The same caller suggested looking at population measures with an effort to discount the college population and then compare the age distribution with other cities. This is interesting and I will give it some thoughts on execution and see if it yields anything.
As yet unresolved is the proper set of comparison cities and really any set of standards, objective or otherwise to choose and evaluate them.
As a part of the larger question the topic of retail stores came up. JT asked if the retail apocalypse is an overblown concern. As in all things the answer is a mixed bag. From my perspective there will always be room for brick-and-mortar retailers. The extent to which they remain viable and competitive with online retailers will depend on community support and really the ability of the retailer to provide products or services the consumers want to buy.
I was recently at the Mall of America (or as I call it the Cathedral to American consumerism) and there is no sign of struggles for brick-and-mortar establishments there.
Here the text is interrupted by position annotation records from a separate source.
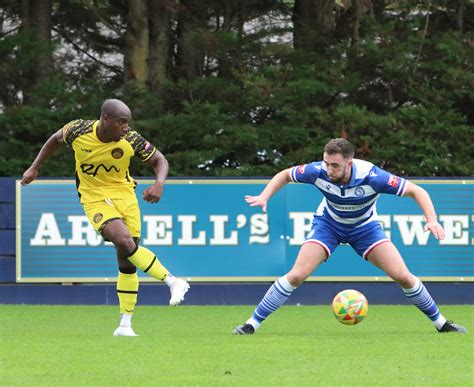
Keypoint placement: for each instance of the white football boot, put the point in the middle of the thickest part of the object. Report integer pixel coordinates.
(178, 290)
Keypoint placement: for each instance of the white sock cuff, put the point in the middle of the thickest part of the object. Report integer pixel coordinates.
(126, 320)
(285, 284)
(170, 279)
(415, 287)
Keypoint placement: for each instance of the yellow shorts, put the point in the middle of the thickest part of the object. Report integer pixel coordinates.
(101, 213)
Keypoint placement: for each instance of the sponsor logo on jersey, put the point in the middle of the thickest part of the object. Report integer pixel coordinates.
(91, 169)
(117, 153)
(359, 191)
(98, 217)
(393, 181)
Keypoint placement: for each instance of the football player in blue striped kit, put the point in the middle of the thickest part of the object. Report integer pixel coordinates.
(347, 214)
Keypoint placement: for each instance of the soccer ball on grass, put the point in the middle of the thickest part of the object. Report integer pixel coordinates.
(350, 307)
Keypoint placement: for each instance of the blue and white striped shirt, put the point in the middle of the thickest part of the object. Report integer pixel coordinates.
(354, 203)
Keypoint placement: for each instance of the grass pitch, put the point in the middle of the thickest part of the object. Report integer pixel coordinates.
(193, 345)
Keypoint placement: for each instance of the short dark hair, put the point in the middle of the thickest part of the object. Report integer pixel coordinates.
(340, 146)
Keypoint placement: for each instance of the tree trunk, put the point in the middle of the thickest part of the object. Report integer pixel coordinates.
(192, 22)
(136, 44)
(312, 19)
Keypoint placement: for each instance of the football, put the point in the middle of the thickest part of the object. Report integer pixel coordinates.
(350, 307)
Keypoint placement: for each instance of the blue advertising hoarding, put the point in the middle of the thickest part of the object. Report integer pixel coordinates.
(204, 231)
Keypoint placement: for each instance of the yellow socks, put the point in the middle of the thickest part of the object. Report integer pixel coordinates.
(127, 292)
(146, 261)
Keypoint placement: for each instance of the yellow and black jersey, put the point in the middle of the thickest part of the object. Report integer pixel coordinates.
(102, 168)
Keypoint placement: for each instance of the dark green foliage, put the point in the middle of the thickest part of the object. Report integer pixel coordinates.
(403, 97)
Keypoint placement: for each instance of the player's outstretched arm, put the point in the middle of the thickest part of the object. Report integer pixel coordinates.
(424, 201)
(49, 148)
(158, 162)
(281, 179)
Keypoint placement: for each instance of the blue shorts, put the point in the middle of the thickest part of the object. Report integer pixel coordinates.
(329, 235)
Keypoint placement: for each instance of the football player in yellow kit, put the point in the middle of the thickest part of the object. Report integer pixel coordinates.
(102, 150)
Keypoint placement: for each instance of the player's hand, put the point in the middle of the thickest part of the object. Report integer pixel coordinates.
(254, 201)
(153, 193)
(436, 229)
(30, 174)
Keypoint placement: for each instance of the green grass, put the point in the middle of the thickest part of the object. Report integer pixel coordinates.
(192, 345)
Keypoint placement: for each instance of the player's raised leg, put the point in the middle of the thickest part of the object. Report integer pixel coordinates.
(309, 258)
(387, 257)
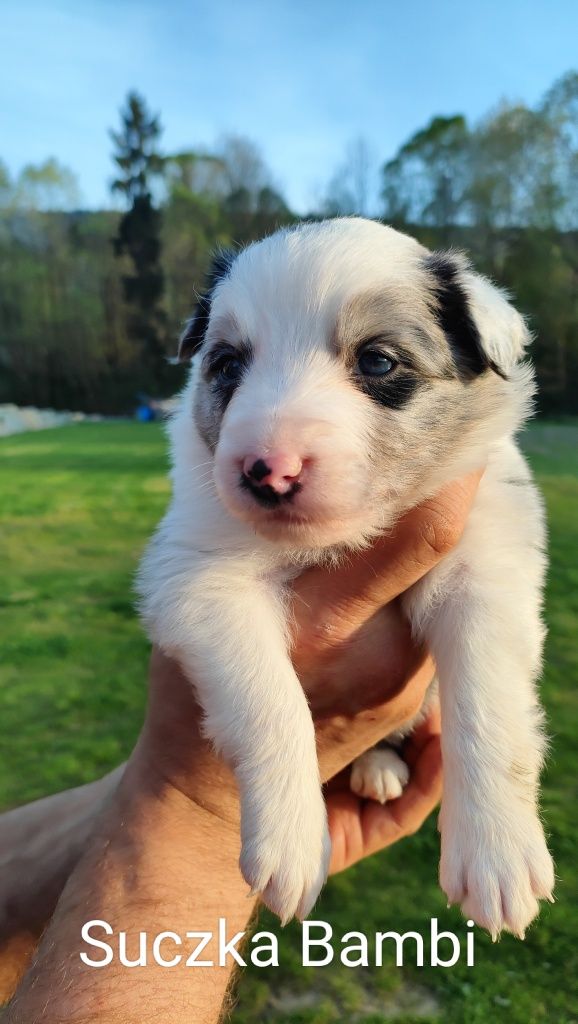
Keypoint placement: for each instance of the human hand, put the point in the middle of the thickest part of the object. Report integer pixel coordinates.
(363, 675)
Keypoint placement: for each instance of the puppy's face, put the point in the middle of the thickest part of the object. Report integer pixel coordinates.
(340, 369)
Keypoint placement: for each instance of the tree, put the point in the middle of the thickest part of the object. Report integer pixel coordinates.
(138, 239)
(425, 181)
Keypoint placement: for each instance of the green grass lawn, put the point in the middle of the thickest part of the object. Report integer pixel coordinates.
(76, 507)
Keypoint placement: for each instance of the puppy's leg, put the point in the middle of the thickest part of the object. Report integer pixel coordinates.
(482, 622)
(228, 634)
(381, 773)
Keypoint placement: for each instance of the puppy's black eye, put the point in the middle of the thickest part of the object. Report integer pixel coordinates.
(228, 368)
(373, 363)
So the questions to ask get at economies of scale, economies of agglomeration, and the mix of stores provided by a mall.
For a community like Grand Forks it might be the case that these factors are stacked up against a local mall, though I think a better analysis of retail demands and the willingness of local shoppers to travel for shopping or to shop online would be important.
For next week
I think the age distribution and some comparison locations will be in order for next week along with the other, more academic, research underway right now. And we will of course see what else is going on with national events like the government shutdown and the possibility of local impacts and other stories cropping up before then.